The source data in the S3 bucket is Omniture clickstream data (weblogs). The goal is to write PySpark code against the S3 data to RANK geographic locations by page view traffic - which areas generate the most traffic by page view counts.
The S3A filesystem client (s3a://) is a replacement for the S3 Native (s3n://):
It uses Amazon’s libraries to interact with S3
Supports larger files
Higher performance
Supports IAM role-based authentication
Production stable since Hadoop 2.7 (per Apache website)
The code below is a working example tested using HDP 2.4.0.0-169 (Hadoop version 2.7.1.2.4.0.0-169)
Note that I am using the HiveContext and not the SQLContext. I am NOT querying or accessing any Hive tables, but I am using the RANK() function to perform a ranking. If you want to use the RANK() function on a Data Frame writing standard SQL that you are already familiar with, then you you have to use the HiveContext. If you use the SQLContext, then the code and syntax will look much different. Please refer to the PySpark documentation.
In short, it’s easier to use the HiveContext; however, this can be done using the SQLContext.
STEP 1: Create a Spark properties file
Store your AWS credentials in a configuration file.
Specify the location for the AWS jars needed to interact with S3A. Two are required, hadoop-aws and aws-java-sdk.
from pyspark import SparkConf, SparkContext, SQLContext
from pyspark.sql import *
## set Spark properties
conf = (SparkConf()
.setAppName("s3a_test")
.set("spark.executor.instances", "8")
.set("spark.executor.cores", 2)
.set("spark.shuffle.compress", "true")
.set("spark.io.compression.codec", "snappy")
.set("spark.executor.memory", "2g"))
sc = SparkContext(conf = conf)
## create SQL SQLContext
sqlContext = HiveContext(sc)
## path to S3 bucket containing my files
path = "s3a://bkm-clickstream/Omniture/*"

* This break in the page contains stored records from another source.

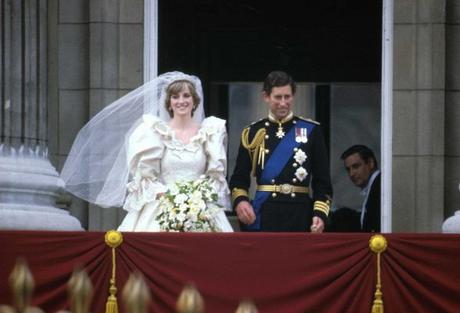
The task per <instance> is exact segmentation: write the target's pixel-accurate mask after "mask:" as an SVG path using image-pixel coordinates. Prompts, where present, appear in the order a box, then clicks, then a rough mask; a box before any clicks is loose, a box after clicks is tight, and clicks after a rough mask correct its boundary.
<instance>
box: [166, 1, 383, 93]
mask: <svg viewBox="0 0 460 313" xmlns="http://www.w3.org/2000/svg"><path fill="white" fill-rule="evenodd" d="M381 13H382V2H381V0H372V1H369V0H322V1H318V0H307V1H305V0H304V1H292V0H285V1H280V2H278V3H277V4H275V5H271V4H269V2H266V1H251V0H245V1H233V0H223V1H212V0H191V1H180V0H160V1H159V19H160V20H159V45H160V47H161V49H160V54H159V71H160V73H161V72H165V71H169V70H176V69H177V70H183V71H186V72H190V73H195V74H197V75H199V76H200V78H201V79H202V80H203V82H204V85H205V86H207V85H209V84H207V83H209V82H228V81H262V80H263V79H264V78H265V76H266V75H267V73H268V72H270V71H271V70H274V69H281V70H285V71H288V72H289V73H290V74H291V75H292V76H293V77H294V78H295V79H296V80H297V81H305V82H337V81H339V82H376V81H380V63H381V20H382V17H381Z"/></svg>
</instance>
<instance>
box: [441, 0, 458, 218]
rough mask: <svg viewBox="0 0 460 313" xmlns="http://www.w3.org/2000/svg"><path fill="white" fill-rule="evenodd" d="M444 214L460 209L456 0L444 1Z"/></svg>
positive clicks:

## get those fields we need to create the schema. file is tab delimited
lines = sc.textFile(path)
parts = lines.map(lambda l: l.split("\t"))
weblogs_hit = parts.map(lambda p: Row(url=p[12], city=p[49], country = p[50], state = p[52]))
## create DataFrame
schema_weblogs_hit = sqlContext.createDataFrame(weblogs_hit)
## register DataFrame as a temporary table
schema_weblogs_hit.registerTempTable("weblogs_hit")
## RANK pageview count by geographic location - which areas generate the most traffic in terms of page views
rows = sqlContext.sql("SELECT m.location, m.page_view_count, RANK() OVER (ORDER BY m.page_view_count DESC) AS ranking FROM (SELECT CONCAT(UPPER(city),',',UPPER(country),',',UPPER(state)) AS location, count(1) AS page_view_count FROM weblogs_hit GROUP BY city, country, state ORDER BY page_view_count) m LIMIT 10")
## run SQL command and display output
output = rows.collect()
for row in output:
row = str(row)
print "%s" % (row)
Thanks Binu for the guide . This is helpful. Could you please point me to similar guide for HBase? Also, what services are supported with S3A filesystem and HDP?